Aviation engineering experts have revealed a new framework that could reduce delays, improve efficiency and cut pollution at major international airports.
With increasing air traffic, rising fuel costs and stricter environmental targets, more efficient airport ground operations are needed for sustainable air transportation.
Dr Michal Weiszer, together with Dr Jun Chen and Dr Giorgio Locatelli at the School of Engineering, University of Lincoln, UK, have proposed a more systematic and holistic approach which would see waiting times reduced for passengers and aid more environmentally friendly operations.
This new model, detailed in the academic journal Applied Energy, combines the scheduling and routing of aircraft, 4-Dimensional Trajectory (4DT) optimisation (the integration of time into the 3D aircraft trajectory), plus runway and airport bus scheduling. It focusses on different objectives, in particular detailed fuel consumption at different power settings which was not considered in previous studies. It was tested on real-world data at Doha International Airport, which closed in 2014 to make way for the new commercial airport Hamad International Airport.
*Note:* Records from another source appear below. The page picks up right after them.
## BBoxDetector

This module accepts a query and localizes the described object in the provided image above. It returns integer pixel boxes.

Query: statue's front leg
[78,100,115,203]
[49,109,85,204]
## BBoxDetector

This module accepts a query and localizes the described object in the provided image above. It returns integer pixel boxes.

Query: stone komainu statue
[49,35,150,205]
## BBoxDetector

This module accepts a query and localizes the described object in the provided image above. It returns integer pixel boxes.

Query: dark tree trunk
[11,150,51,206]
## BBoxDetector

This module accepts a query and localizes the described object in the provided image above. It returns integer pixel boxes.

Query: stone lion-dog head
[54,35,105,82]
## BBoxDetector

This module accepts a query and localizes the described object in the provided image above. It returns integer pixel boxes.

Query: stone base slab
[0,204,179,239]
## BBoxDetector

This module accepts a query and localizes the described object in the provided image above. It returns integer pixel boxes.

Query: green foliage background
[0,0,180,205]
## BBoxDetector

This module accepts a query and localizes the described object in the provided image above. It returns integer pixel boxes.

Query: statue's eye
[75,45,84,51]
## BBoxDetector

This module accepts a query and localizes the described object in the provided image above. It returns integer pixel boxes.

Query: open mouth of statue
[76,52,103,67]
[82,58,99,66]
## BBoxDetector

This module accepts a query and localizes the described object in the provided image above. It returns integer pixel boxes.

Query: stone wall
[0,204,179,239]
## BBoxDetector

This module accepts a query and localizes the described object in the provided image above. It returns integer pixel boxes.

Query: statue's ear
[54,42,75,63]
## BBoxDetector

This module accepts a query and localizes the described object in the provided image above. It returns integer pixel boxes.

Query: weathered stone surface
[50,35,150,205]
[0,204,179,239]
Lead author Dr Michal Weiszer, Research Fellow at Lincoln's School of Engineering, said: "By 2030, it is forecasted that the number of airline passengers globally will double to about 6 billion per year. Without action, 12 per cent of flights could not be accommodated because of lack of airport capacity. This, together with the global effort to meet ambitious environmental targets such as ensuring ground operations in Europe are emission-free by 2050, combined with rising fuel costs, is pushing the airlines and airports to reduce fuel consumption and their operational costs as much as possible.
"In this study we tested a new concept, which is the cooperation and sharing of real-time data between airports, aircraft operators, ground workers and air traffic control in order to reduce delays, improve the predictability of events and optimise resources. As the proposed approach is better in terms of performance, economic and environmental criteria, we believe this is a helpful tool to provide information for decision makers at airports."
Previously, problems in sustainable air transportation, such as ground movement of both aircraft and vehicles, runway scheduling and ground services, were treated in isolation since information, such as landing time, pushback time and aircraft ground position, are held by different organisations with sometimes conflicting interests.
As these problems are interconnected, the Lincoln team's creation of a multi-objective algorithm to provide a systematic framework to optimise efficiency, environmental assessment and economic analysis, greatly informs the body of work surrounding sustainable air travel.
The researchers believe the most benefit would be obtained by large and busy airports, where the runway needs to be used as efficiently as possible, with high volume traffic on the airport surface and increased need of ground services. Airports that face strict environmental regulations, therefore placing more focus on fuel consumption, may also find the proposed approach beneficial.
Planning can now be reviewed to further improve airport capacity and decrease excessive waiting times for passengers.
The study paves the way for a number of further research developments which will be investigated by the team in Lincoln. Future research will focus on including emissions into the optimisation framework, improving realism in the planning process and considering changing economic costs depending on busy or quiet periods of the day.